Today Gaye and her husband, Tim, live in Tebbetts and have two children. Their son and his wife are currently expecting their fourth child. As most Nanaws, Gaye beams when she talks about her grandchildren.
Gaye has been with Ameren Missouri for 34 years. She started as a clerk at the nuclear plant. Today she is the Manager of Regulatory Affairs. "Ameren encourages their employees to be involved in the community," Gaye said as she quoted their moto – "Serve, support and invest in the communities we call home." She truly took that message to heart and over the years has served on many committees and boards, including the Jefferson City Area Chamber of Commerce, United Way of Central Missouri, Boys and Girls Club, St. Andrew’s Parish Church, Missouri Chamber Leadership Alumni, and Greater Missouri Leadership Foundation, to name a few. She had just come from ringing the bell for the Salvation Army for Zonta when we sat down to do this interview.
One of her current positions is chair of the Fund Allocation Panel for the United Way. This panel meets with each of the organizations that receives United Way funds in our community and confirms what the funds will be used for and how funding is going to help individuals in need. The panel produces a report, which is then provided to the United Way Board of Directors for final approval. Gaye noted that she and her panel are in the unique position to see exactly the impact those funds are having in our community. She shared a story of how the Boys & Girls Club had a boy who had been a very good student and whose grades started slipping. He was in jeopardy of dropping out of school. When Stephanie Johnson (director of the Boys & Girls Club) visited with him, she discovered his mother had recently taken a job and was no longer there to see that he got up in the morning for school. Stephanie purchased an alarm clock and quickly solved the problem for this child. Gaye added if it weren’t for the meals provided by the club before children go home that many of them would have nothing to eat that evening. The Boys and Girls Club also provides help with homework to assist these children, which they would often otherwise not have.

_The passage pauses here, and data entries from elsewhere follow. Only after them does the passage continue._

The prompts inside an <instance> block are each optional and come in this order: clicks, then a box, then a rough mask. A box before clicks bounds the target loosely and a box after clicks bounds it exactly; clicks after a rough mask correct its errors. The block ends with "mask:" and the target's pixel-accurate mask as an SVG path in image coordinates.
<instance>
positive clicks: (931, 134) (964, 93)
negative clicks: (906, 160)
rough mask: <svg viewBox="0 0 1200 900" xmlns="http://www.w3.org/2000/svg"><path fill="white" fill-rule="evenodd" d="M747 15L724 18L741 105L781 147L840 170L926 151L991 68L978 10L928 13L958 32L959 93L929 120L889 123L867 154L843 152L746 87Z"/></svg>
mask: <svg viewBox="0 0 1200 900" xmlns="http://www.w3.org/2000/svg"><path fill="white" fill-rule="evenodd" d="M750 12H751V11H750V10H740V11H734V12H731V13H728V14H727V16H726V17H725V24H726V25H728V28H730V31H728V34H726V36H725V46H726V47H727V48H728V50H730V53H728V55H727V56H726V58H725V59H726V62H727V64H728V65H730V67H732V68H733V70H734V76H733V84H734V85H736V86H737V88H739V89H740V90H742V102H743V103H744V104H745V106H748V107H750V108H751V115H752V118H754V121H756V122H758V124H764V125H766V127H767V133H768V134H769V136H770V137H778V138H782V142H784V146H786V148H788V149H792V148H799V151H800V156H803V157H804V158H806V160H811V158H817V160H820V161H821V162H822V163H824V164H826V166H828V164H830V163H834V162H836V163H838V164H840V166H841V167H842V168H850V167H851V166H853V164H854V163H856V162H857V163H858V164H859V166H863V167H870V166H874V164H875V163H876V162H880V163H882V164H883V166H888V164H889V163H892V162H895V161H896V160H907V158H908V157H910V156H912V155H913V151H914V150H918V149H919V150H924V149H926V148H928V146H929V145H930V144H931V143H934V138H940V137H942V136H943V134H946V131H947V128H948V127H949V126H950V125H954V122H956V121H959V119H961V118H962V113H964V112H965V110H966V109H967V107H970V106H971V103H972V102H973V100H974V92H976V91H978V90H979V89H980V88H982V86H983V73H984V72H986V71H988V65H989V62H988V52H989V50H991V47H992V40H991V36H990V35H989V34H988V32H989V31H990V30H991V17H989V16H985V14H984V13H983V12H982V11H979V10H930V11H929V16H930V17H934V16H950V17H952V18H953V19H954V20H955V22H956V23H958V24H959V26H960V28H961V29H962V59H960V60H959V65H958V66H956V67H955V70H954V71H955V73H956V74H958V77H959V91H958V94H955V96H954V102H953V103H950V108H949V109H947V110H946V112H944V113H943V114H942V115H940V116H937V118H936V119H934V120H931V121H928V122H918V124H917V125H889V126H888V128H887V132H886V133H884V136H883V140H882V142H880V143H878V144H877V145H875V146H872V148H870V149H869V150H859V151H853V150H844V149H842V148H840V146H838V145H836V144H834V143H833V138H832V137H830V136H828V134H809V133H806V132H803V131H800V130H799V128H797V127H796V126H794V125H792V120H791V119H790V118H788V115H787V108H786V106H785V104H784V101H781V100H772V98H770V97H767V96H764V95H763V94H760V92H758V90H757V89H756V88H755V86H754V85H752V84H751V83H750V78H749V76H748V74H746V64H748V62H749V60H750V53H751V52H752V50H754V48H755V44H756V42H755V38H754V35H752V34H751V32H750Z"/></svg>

Another story Gaye shared was about a little girl from Big Brothers Big Sisters. She struggled in school in every way. She struggled academically, with hygiene issues and didn’t dress like the other second grade children, so school was a very lonely place for her. However, after her classmates saw her big sister spend time with her, they became more open to spending time with her. The little girl said the day her big sister came was the happiest day of her week.
Gaye noted that not all the stories are happy ones. Often she has tears in her eyes as she listens to the plight of some of our local children and families. But she quickly added that it just makes their panel all the more steadfast in being sure local funds are going to the right places to help as many people as possible. Gaye added, “We have such a great and giving community. We are blessed to have a well-run United Way that focuses on the needs of the people and ensures that the funds entrusted to them are being used to change lives.”
“I am blessed that Ameren allows me the time away from my job to help others.” Gaye said. It’s easy to see that our community has benefited from this farm girl’s devotion to service and hard work ethic.